Lollapalooza is also impressive for doing all of this, being a big tent of a festival, while also being in one of the biggest cities in the country. No Bonnaroo camping, or Coachella glamping. It’s a festival that parents are okay sending their kids too, that is well managed and not muddy (or worse), where you can see huge artists but still sleep in your own bed at night (or hotel, Airbnb, or friend’s couch…). Only Austin City Limits Festival can really match it as an in-city event (and ACL is run by the same people who do Lollapalooza).

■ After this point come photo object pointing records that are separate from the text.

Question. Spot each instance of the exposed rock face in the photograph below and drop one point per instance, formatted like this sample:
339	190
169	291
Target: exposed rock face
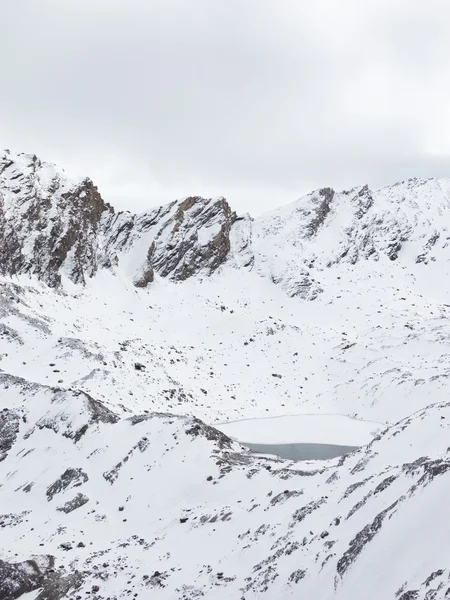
195	238
48	224
52	226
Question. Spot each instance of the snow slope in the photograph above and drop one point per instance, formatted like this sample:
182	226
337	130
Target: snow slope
119	332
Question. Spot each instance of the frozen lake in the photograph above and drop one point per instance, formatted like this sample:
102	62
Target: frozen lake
302	437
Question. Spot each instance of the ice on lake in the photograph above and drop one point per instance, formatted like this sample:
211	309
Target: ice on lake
302	437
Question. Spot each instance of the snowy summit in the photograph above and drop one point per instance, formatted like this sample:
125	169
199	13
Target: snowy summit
139	352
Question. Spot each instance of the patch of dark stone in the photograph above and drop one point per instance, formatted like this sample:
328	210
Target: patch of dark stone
281	498
306	510
363	537
297	576
9	429
70	477
76	502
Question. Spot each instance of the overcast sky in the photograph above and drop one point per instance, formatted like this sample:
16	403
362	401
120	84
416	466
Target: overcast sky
257	100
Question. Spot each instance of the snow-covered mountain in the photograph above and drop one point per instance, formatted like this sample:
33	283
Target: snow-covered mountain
125	338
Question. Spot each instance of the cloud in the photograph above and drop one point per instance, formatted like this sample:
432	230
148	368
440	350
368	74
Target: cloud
256	100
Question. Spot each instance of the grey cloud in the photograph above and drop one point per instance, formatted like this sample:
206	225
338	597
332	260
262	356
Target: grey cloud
256	100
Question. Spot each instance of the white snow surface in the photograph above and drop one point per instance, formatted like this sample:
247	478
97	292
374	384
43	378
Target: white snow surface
291	429
111	485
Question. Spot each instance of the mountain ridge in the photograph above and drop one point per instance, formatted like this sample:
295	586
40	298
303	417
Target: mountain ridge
126	342
79	233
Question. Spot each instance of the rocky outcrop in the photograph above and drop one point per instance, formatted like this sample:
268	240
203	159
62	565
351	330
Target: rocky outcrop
196	238
49	224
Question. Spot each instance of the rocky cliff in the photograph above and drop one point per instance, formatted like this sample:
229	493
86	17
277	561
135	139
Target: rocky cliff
52	226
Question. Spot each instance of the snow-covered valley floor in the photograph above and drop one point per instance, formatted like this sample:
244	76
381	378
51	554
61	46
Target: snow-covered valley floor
136	349
136	503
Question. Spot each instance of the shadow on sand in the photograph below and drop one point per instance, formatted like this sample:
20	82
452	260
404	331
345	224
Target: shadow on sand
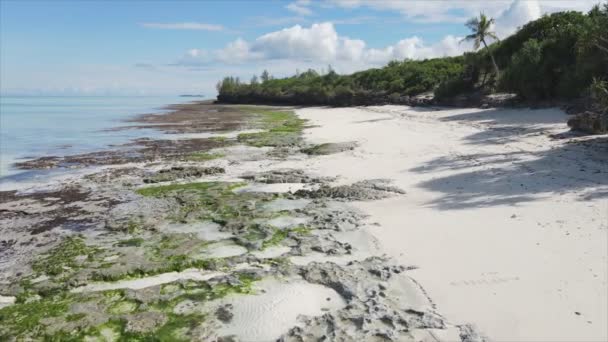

Also, for 2018 incredible props to the weather: i.e., no rain. Stormy skies are more and more not just the bane, but also possibly the death of festivals, as the fests have to play it safe and cancel things, which only drives future insurance up, and future attendance down. Yes, it got very hot at times at Lollapalooza ’18, but heat doesn’t squelch performances/days, doesn’t ruin your clothes & gear, doesn’t short out equipment, etc.
There are those who poo-poo festivals, particularly wide-spanning ones like Lollapalooza, who think that the future is genre-specific, curated events that everyone just watches on their screens. But there is still a lot to be said for going to one of the biggest musical events in the world.